Antes de salir desde Saint-Gaudens, Pogacar supo que iba a quedarse aún más huérfano de gregarios. Majka, su mejor sostén, era baja por la distensión muscular que le había provocado la rotura de cadena de su bicicleta el día anterior. Uno menos en la coraza del UAE. Ya sólo quedan tres al servicio de Pogacar: el todoterreno McNulty, el rodador Bjerg y la peor versión de Hirschi. La oposición de Vingegaard y de su equipo, el Jumbo, obligaba a Pogacar a ser aún más grande. Tremendo desafío. Y fue a por él. Quería un combate a puño limpio, sin guantes ni gregarios. A solas con el líder danés en el cuadrilátero de los Pirineos. Para eso, para despejar la sala del Tour, necesitaba arriesgarse a sufrir un KO. Tenía que pelear a cara descubierta.
Los primeros 50 kilómetros de la segunda y breve etapa pirenaica eran llanos. Sin calor (eso animó aún más a Pogacar). Sin que cuajara una fuga camino del Aspin, la primera valla. Lutsenko y Pinot la saltaron en cabeza. Cerca pisaba sus pasos un grupo en el que figuraba Bardet. El francés pugnaba por volver al podio. A distancia, aunque con todo bajo control, tiraba el Jumbo de Vingegaard. Así llegó todo a la subida a la Hourquette de Ancizan, donde Pogacar hizo un anuncio: puso al frente del pelotón a Bjerg. El Tour quedó condensado en ese momento. Pogacar jugaba a matar o morir. Como los grandes boxeadores: dispuesto a hacerse todo el daño posible si con eso tumbaba a su rival en los asaltos que aún faltaban, las subidas a Val Louron-Azet y Peyragudes, la meta.
Bjerg desbrozaba el camino.

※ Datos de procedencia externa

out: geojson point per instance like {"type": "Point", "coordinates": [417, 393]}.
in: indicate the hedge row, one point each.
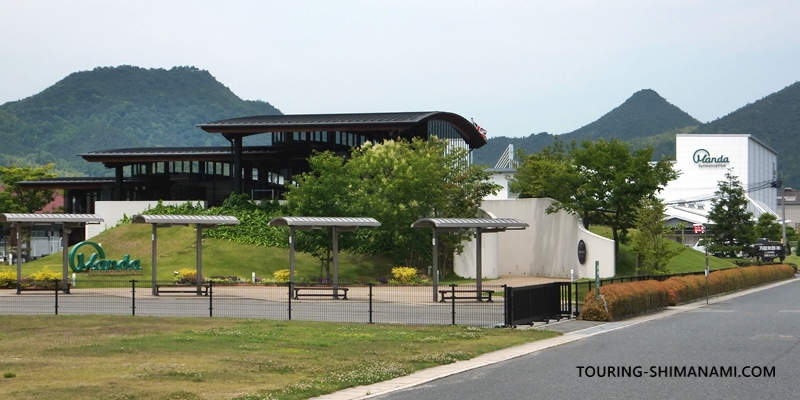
{"type": "Point", "coordinates": [620, 300]}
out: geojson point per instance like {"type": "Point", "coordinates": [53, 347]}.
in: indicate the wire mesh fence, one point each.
{"type": "Point", "coordinates": [384, 304]}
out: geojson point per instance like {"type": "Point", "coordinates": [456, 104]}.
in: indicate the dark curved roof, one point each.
{"type": "Point", "coordinates": [342, 122]}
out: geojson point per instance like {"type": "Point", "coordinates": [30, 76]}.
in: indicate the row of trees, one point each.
{"type": "Point", "coordinates": [603, 182]}
{"type": "Point", "coordinates": [13, 199]}
{"type": "Point", "coordinates": [397, 183]}
{"type": "Point", "coordinates": [733, 230]}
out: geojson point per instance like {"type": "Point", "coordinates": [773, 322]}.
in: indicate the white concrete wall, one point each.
{"type": "Point", "coordinates": [548, 247]}
{"type": "Point", "coordinates": [114, 211]}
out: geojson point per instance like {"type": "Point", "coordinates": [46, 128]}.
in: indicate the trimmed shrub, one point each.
{"type": "Point", "coordinates": [45, 275]}
{"type": "Point", "coordinates": [281, 275]}
{"type": "Point", "coordinates": [632, 298]}
{"type": "Point", "coordinates": [404, 275]}
{"type": "Point", "coordinates": [8, 278]}
{"type": "Point", "coordinates": [186, 276]}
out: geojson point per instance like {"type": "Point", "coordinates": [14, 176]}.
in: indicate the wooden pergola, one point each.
{"type": "Point", "coordinates": [481, 226]}
{"type": "Point", "coordinates": [68, 221]}
{"type": "Point", "coordinates": [338, 224]}
{"type": "Point", "coordinates": [166, 221]}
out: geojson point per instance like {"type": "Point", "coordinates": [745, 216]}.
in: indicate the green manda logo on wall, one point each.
{"type": "Point", "coordinates": [98, 262]}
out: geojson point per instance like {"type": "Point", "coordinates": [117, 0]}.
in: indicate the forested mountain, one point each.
{"type": "Point", "coordinates": [644, 114]}
{"type": "Point", "coordinates": [775, 120]}
{"type": "Point", "coordinates": [117, 107]}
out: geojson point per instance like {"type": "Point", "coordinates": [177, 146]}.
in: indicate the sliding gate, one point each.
{"type": "Point", "coordinates": [544, 302]}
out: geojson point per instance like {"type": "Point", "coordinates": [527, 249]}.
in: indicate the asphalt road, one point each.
{"type": "Point", "coordinates": [754, 334]}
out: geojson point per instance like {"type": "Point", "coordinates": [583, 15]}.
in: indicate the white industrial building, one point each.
{"type": "Point", "coordinates": [704, 159]}
{"type": "Point", "coordinates": [549, 247]}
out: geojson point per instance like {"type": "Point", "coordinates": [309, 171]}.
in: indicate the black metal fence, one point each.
{"type": "Point", "coordinates": [543, 302]}
{"type": "Point", "coordinates": [396, 304]}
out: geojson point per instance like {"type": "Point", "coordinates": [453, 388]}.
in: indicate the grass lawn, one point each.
{"type": "Point", "coordinates": [118, 357]}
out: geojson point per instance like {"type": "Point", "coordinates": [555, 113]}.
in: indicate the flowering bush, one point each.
{"type": "Point", "coordinates": [8, 279]}
{"type": "Point", "coordinates": [45, 275]}
{"type": "Point", "coordinates": [404, 275]}
{"type": "Point", "coordinates": [281, 275]}
{"type": "Point", "coordinates": [186, 276]}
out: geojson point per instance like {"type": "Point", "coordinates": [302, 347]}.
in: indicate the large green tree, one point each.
{"type": "Point", "coordinates": [325, 191]}
{"type": "Point", "coordinates": [397, 183]}
{"type": "Point", "coordinates": [732, 229]}
{"type": "Point", "coordinates": [16, 199]}
{"type": "Point", "coordinates": [651, 242]}
{"type": "Point", "coordinates": [766, 227]}
{"type": "Point", "coordinates": [602, 181]}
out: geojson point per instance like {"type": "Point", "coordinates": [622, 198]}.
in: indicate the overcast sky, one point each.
{"type": "Point", "coordinates": [516, 67]}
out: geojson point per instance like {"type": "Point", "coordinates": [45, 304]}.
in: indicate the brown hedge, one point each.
{"type": "Point", "coordinates": [622, 300]}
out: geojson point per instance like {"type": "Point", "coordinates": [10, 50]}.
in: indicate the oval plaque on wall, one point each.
{"type": "Point", "coordinates": [581, 251]}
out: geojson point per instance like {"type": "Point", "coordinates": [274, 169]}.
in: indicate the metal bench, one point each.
{"type": "Point", "coordinates": [466, 294]}
{"type": "Point", "coordinates": [182, 289]}
{"type": "Point", "coordinates": [62, 287]}
{"type": "Point", "coordinates": [320, 291]}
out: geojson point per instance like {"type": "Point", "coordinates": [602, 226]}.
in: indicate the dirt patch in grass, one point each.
{"type": "Point", "coordinates": [119, 357]}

Ahogó a Pidcock y Yates. El Ineos no rentabilizaba su conservadurismo. El Tour suele premiar a los valientes. Pogacar lo es. A Bjerg le sustituyó McNulty. Su efecto fue demoledor. El estadounidense redactó decenas de sentencias. Una a una. Todos se rindieron salvo dos, los mejores. Pogacar y Vingegaard. El esloveno probó la resistencia del danés en la cima de Val Louron. El líder resistió. Como siempre. Lapa.
McNulty los llevó luego hasta el escenario de la rampa final de Peyragudes. Al límite. Obligado por el sacrificio que habían hecho los suyos, Pogacar aceleró, aunque a cámara lenta. Vingegaard, que ha convertido la defensa en su arma, quiso replicarle. La cámara los vio de pie, congestionados y en paralelo, trepando por una carretera decapitada por un cambio de rasante bajo la pancarta de meta. Duelo para la leyenda. A puño limpio. Pogacar recurrió a su coraje y se dejó el alma para premiar a su equipo. Lo hizo. Ganó el asalto. A su rueda, igual de agotado, llegó el que va ganando el combate, Vingegaard. «Queda mañana», avisó Pogacar en cuanto recuperó la primera bocanada de aire. Mañana es hoy. El Tour ni pestañea con esta camada de jóvenes sin bozal.